Wednesday, February 6, 2008

Firing pixels: web analytics is hard or easy?

In the old days we had an expression for emails that were very emotional, passionate, the virtual equivalent of an hostile conversation where the tone raise as each proponent get entrenched in their opinion. We called those "flame mails" or simply "flaming".

What we are witnessing between two great minds of the web analytics field, namely Avinash Kaushik and Peterson, is much more subtle than flaming. It's more like "firing pixels" at each other. Always polite, always very professional, but at the same time, we can feel a growing level of sarcasm. Using the power of pixels to express their opinions...

Now what? Is web analytics hard, difficult, painful, easy, whatever?
Let me ask this: when have you met someone who said his/her job was a walk in the park, everything was under control, no sweat, watching the game, having a Bud...

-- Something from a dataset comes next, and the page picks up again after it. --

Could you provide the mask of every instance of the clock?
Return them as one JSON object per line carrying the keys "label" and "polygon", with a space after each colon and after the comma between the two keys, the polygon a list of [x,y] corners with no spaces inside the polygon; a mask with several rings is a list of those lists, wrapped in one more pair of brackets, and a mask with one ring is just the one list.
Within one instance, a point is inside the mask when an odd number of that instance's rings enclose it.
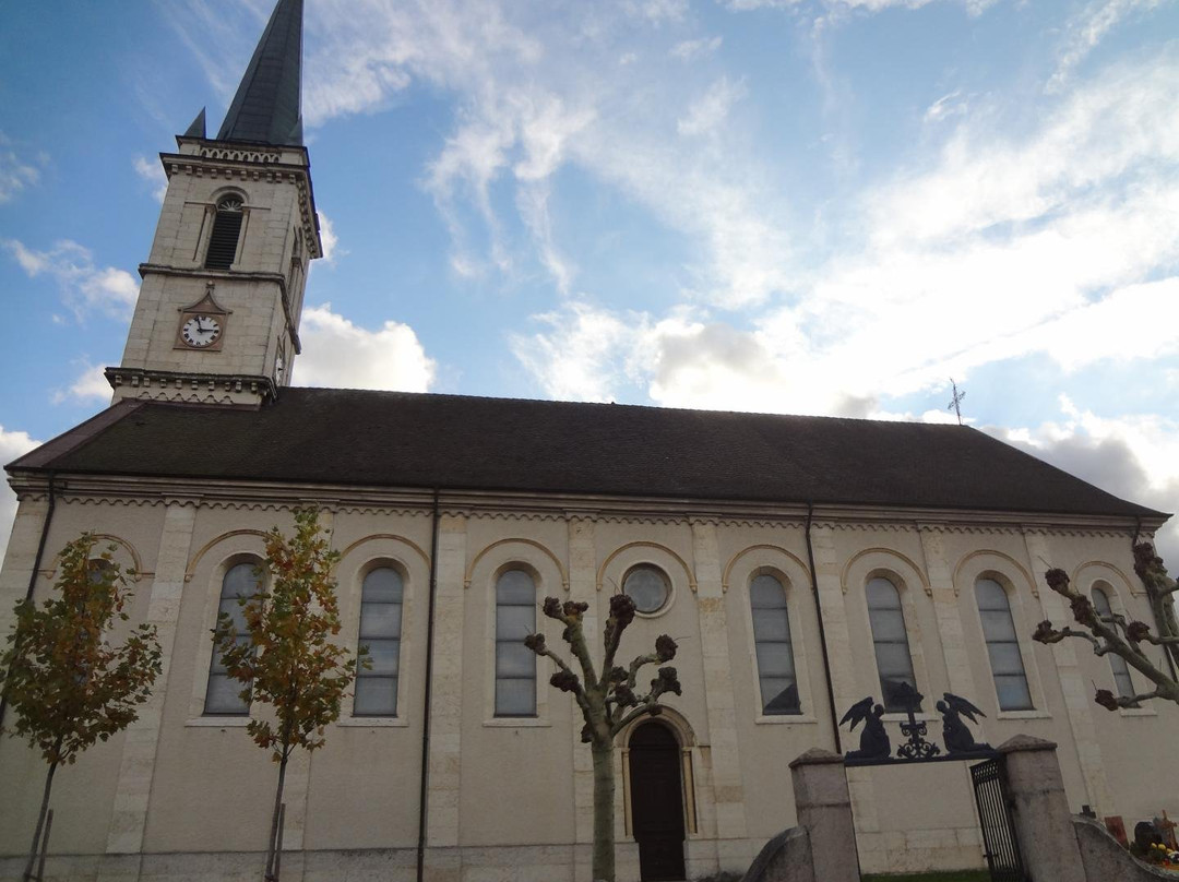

Web analytics is hard/difficult/complex

When we look at the whole picture, web analytics is hard and difficult. Hey! If someone can travel the world and get acclaimed for stating such an evidence, it must be true isn't it? Building a house is also hard, difficult and complex if you don't have a blueprint, if you don't have the right set of skills, if you don't have the right material and always change your goals. If it was easy, more companies would succeed, no?

Web analytics is easy

Look at the definition of "business process" on Wikipedia. We keep earing web analytics is a process, not a tool. You will find out that a process has a couple of characteristics:
  1. Definability: It must have clearly defined boundaries, input and output.
  2. Order: It must consist of activities that are ordered according to their position in time and space.
  3. Customer: There must be a recipient of the process' outcome, a customer.
  4. Value-adding: The transformation taking place within the process must add value to the recipient, either upstream or downstream.
  5. Embeddedness: A process can not exist in itself, it must be embedded in an organizational structure.
  6. Cross-functionality: A process regularly can, but not necessarily must, span several functions.
Any process can become overly complex if not broken down into smaller chunks of specific and achievable tasks. This morning, at the Montreal eMetrics Breakfast I presented the WASSUP approach (more on that in an upcoming post), so obvious, so simple, so easy. Most people will say there's nothing new, and they are right! We already know the theory and the concepts.

So tonight I'm taking position: web analytics is easy, we just have a hard time putting it into action.